A pair of blunt, rusty scissors lies on the zinc-covered table beside us. The arm which she raises is webbed to her side. The hoary inflexible movement of her arm is like the dull raucous screech of day closing and the cord which binds us is wired with grit. The sweat stands out on my temples, clots there and ticks like a clock. The clock is running down with nervous wiry sweat. The scissors move between on slow rusty hinges. My nerves race along the teeth of the comb, my spurs bristle, the veins glow. Is all pain dull and bearable like this? Along the scissors’ edge I feel the rusty blunt anguish of day closing, the slow webbed movement of hunger satisfied, of clean space and starry sky in the arms of an automaton.
I stand in the midst of the desert waiting for the train. In my heart there is a little glass bell and under the bell there is an edelweiss. All my cares have dropped away. Even under the ice I sense the bloom which the earth prepares in the night.

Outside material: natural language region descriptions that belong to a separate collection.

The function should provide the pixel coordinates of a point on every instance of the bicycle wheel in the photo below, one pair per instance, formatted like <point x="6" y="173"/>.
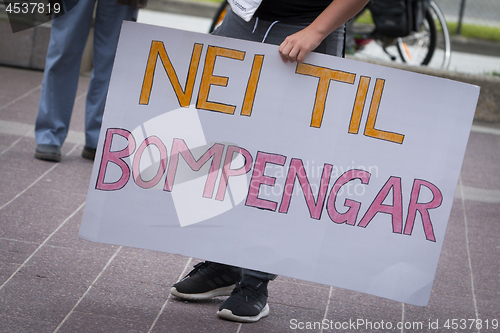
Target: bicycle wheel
<point x="362" y="42"/>
<point x="418" y="47"/>
<point x="219" y="15"/>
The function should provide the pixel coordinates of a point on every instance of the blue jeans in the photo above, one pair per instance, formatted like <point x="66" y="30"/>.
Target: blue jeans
<point x="62" y="68"/>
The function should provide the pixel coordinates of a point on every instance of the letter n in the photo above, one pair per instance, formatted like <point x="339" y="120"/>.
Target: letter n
<point x="158" y="50"/>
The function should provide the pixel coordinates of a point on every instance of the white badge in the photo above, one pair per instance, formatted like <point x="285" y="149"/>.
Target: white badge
<point x="244" y="8"/>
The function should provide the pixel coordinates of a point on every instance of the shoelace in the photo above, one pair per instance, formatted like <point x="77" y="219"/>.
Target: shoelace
<point x="246" y="290"/>
<point x="199" y="267"/>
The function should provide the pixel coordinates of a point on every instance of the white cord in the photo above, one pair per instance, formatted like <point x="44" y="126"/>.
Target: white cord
<point x="269" y="29"/>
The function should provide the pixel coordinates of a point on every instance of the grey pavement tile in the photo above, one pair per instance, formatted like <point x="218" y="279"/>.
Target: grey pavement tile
<point x="132" y="288"/>
<point x="363" y="317"/>
<point x="486" y="271"/>
<point x="481" y="166"/>
<point x="300" y="295"/>
<point x="15" y="252"/>
<point x="41" y="219"/>
<point x="6" y="270"/>
<point x="483" y="218"/>
<point x="99" y="323"/>
<point x="487" y="304"/>
<point x="285" y="318"/>
<point x="16" y="82"/>
<point x="67" y="236"/>
<point x="442" y="307"/>
<point x="23" y="325"/>
<point x="50" y="284"/>
<point x="6" y="140"/>
<point x="24" y="110"/>
<point x="182" y="316"/>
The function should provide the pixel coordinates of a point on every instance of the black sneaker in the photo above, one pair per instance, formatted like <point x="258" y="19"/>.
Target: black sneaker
<point x="207" y="280"/>
<point x="48" y="153"/>
<point x="248" y="302"/>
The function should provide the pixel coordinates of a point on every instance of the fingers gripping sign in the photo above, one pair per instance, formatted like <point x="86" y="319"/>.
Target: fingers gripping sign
<point x="295" y="47"/>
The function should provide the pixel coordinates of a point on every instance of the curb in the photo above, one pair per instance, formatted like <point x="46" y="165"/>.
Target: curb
<point x="488" y="105"/>
<point x="193" y="8"/>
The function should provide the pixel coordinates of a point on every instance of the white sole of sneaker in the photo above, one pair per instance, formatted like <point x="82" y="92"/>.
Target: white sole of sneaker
<point x="225" y="291"/>
<point x="227" y="314"/>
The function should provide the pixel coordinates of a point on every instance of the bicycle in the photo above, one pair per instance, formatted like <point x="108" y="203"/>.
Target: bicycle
<point x="429" y="44"/>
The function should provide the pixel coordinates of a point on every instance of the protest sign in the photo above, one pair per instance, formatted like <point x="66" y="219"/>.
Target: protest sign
<point x="332" y="171"/>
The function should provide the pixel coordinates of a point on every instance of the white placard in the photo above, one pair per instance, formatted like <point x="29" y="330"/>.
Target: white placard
<point x="333" y="171"/>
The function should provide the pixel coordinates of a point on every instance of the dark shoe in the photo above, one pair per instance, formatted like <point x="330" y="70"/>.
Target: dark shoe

Reclining in the luxurious leather seat I have a vague feeling that it is a German line on which I am traveling. I sit by the window reading a book; I am aware that some one is reading over my shoulder. It is my own book and there is a passage in it which baffles me. The words are incomprehensible. At Darmstadt we descend a moment while the engines are being changed. The glass shed rises to a nave supported by lacy black girders. The severity of the glass shed has a good deal the appearance of my book-when it lay open on my lap and the ribs showed through. In my heart I can feel the edelweiss blooming.
At night in Germany, when you pace up and down the platform, there is always some one to explain things to you. The round heads and the long heads get together in a cloud of vapor and all the wheels are taken apart and put together again. The sound of the language seems more penetrating than other tongues, as if it were food for the brain, substantial, nourishing, appetizing. Glutinous particles detach themselves and they dissipate slowly, months after the voyage, like a smoker exhaling a fine stream of smoke through his nostrils after he has taken a drink of water. The word gut is the longest lasting word of all. “Es war gut!” says some one, and his gut rumbles in my bowels like a rich pheasant. Surely nothing is better than to take a train at night when all the inhabitants are asleep and to drain from their open mouths the rich succulent morsels of their unspoken tongue. When every one sleeps the mind is crowded with events; the mind travels in a swarm, like summer flies that are sucked along by the train.
Suddenly I am at the seashore and no recollection of the train stopping. No remembrance of it departing even. Just swept up on the shore of the ocean like a comet.
Everything is sordid, shoddy, thin as pasteboard. A Coney Island of the mind. The amusement shacks are running full blast, the shelves full of chinaware and dolls stuffed with straw and alarm clocks and spittoons. Every shop has three balls over it and every game is a ball game. The Jews are walking around in mackintoshes, the Japs are smiling, the air is full of chopped onions and sizzling hamburgers. Jabber, jabber, and over it all in a muffled roar comes the steady hiss and boom of the breakers, a long uninterrupted adenoidal wheeze that spreads a clammy catarrh over the dirty shebang. Behind the pasteboard streetfront the breakers are ploughing up the night with luminous argent teeth; the clams are lying on their backs squirting ozone from their anal orifices. In the oceanic night Steeplechase looks like a wintry beard. Everything is sliding and crumbling, everything glitters, totters, teeters, titters.